Gerechtshof Arnhem, 22-02-2011, BP6702, 08/00556
Gerechtshof Arnhem, 22-02-2011, BP6702, 08/00556
Gegevens
- Instantie
- Gerechtshof Arnhem
- Datum uitspraak
- 22 februari 2011
- Datum publicatie
- 4 maart 2011
- ECLI
- ECLI:NL:GHARN:2011:BP6702
- Zaaknummer
- 08/00556
Inhoudsindicatie
Inkomstenbelasting.
Aanbrengen vaste trap en ingebruikneming zolder houden onvoldoende verband met ziekte van echtgenote van belanghebbende. Kosten zijn niet aftrekbaar als ziektekosten
Uitspraak
GERECHTSHOF ARNHEM
Sector belastingrecht
nummer 08/00556
uitspraakdatum: 22 februari 2011
Uitspraak van de eerste meervoudige belastingkamer
op het hoger beroep van
de inspecteur van de Belastingdienst/P (hierna: de Inspecteur)
tegen de uitspraak van de rechtbank Arnhem van 10 november 2008, nummer AWB 08/1127, in het geding tussen
X te Z (hierna: belanghebbende) en de Inspecteur.
1. Ontstaan en loop van het geding
1.1 Aan belanghebbende is voor het jaar 2005 een aanslag in de inkomstenbelasting/premie volksverzekeringen opgelegd naar een belastbaar inkomen uit werk en woning van € 10.175.
1.2 Op het bezwaarschrift van belanghebbende heeft de Inspecteur bij uitspraak op bezwaar de aanslag gehandhaafd.
1.3 Belanghebbende is tegen die uitspraak in beroep gekomen bij de rechtbank Arnhem (hierna: de Rechtbank).

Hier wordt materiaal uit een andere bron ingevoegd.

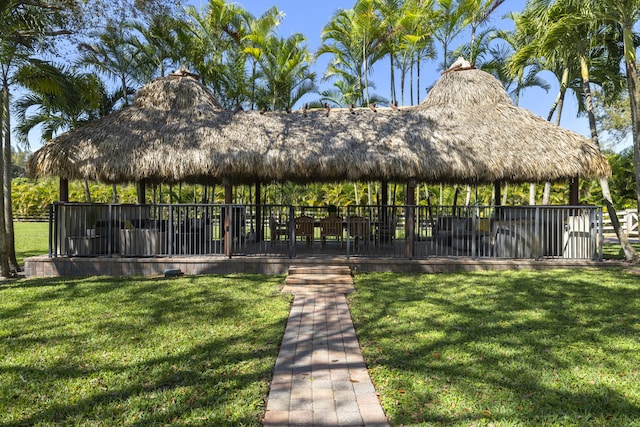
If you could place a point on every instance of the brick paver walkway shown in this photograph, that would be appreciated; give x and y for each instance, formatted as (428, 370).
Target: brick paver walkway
(320, 376)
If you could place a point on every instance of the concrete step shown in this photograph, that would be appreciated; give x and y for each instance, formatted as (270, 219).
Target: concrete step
(319, 276)
(326, 269)
(319, 279)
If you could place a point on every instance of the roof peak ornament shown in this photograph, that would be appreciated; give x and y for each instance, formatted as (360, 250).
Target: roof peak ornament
(460, 64)
(184, 72)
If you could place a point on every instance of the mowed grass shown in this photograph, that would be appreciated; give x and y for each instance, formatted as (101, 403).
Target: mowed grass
(31, 239)
(139, 351)
(553, 348)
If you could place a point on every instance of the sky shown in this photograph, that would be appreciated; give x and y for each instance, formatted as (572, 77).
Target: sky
(308, 17)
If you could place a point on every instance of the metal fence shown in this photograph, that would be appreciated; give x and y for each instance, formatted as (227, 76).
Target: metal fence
(571, 232)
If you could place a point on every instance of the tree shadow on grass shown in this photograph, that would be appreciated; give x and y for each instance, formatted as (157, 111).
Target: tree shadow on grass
(502, 347)
(141, 351)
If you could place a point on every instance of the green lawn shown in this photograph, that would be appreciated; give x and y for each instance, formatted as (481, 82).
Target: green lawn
(503, 348)
(133, 351)
(31, 238)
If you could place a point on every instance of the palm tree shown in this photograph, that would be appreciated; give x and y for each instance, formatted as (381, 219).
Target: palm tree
(285, 72)
(356, 37)
(416, 40)
(448, 27)
(476, 13)
(113, 57)
(212, 41)
(24, 26)
(255, 42)
(573, 26)
(77, 100)
(155, 44)
(624, 15)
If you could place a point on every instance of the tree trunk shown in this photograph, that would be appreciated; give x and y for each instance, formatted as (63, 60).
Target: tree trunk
(8, 205)
(558, 104)
(634, 100)
(4, 124)
(629, 251)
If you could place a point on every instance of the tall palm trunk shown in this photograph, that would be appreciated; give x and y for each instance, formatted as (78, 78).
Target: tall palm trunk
(634, 100)
(629, 251)
(557, 105)
(9, 242)
(4, 124)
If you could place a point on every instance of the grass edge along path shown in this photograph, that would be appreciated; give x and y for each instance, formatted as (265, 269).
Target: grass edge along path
(555, 347)
(139, 351)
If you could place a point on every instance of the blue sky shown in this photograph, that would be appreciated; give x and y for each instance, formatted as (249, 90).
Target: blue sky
(308, 18)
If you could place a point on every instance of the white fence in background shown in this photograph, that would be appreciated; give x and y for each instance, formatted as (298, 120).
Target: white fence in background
(628, 221)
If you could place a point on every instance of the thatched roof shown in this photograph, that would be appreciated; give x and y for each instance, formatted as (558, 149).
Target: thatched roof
(466, 131)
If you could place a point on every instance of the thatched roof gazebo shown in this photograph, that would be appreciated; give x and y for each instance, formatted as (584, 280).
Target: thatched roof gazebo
(467, 131)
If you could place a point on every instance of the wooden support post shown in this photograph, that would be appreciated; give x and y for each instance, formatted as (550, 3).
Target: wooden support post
(410, 220)
(574, 192)
(228, 221)
(64, 190)
(141, 190)
(259, 236)
(497, 196)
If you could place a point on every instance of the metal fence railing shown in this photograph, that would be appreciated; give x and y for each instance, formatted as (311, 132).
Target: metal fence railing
(534, 232)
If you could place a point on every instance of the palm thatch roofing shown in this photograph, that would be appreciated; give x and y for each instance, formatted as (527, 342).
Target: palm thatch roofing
(467, 131)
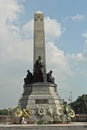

De Rechtbank heeft het beroep bij uitspraak van 10 november 2008 gegrond verklaard, de uitspraak op bezwaar vernietigd en de aanslag verminderd tot een aanslag berekend naar een belastbaar inkomen uit werk en woning van € 1.849.
1.4 De Inspecteur heeft tegen de uitspraak van de Rechtbank hoger beroep ingesteld. Belanghebbende heeft een verweerschrift ingediend.
1.5 Tot de stukken van het geding behoren, naast de hiervoor vermelde stukken, het van de Rechtbank ontvangen dossier dat op deze zaak betrekking heeft.
1.6 Het onderzoek ter zitting heeft plaatsgevonden op 16 december 2009 te Arnhem. Daarbij zijn verschenen en gehoord de gemachtigde van belanghebbende, alsmede de Inspecteur.
1.7 Op grond van artikel 8:64 van de Algemene wet bestuursrecht (hierna: Awb) heeft het Hof het onderzoek ter zitting geschorst.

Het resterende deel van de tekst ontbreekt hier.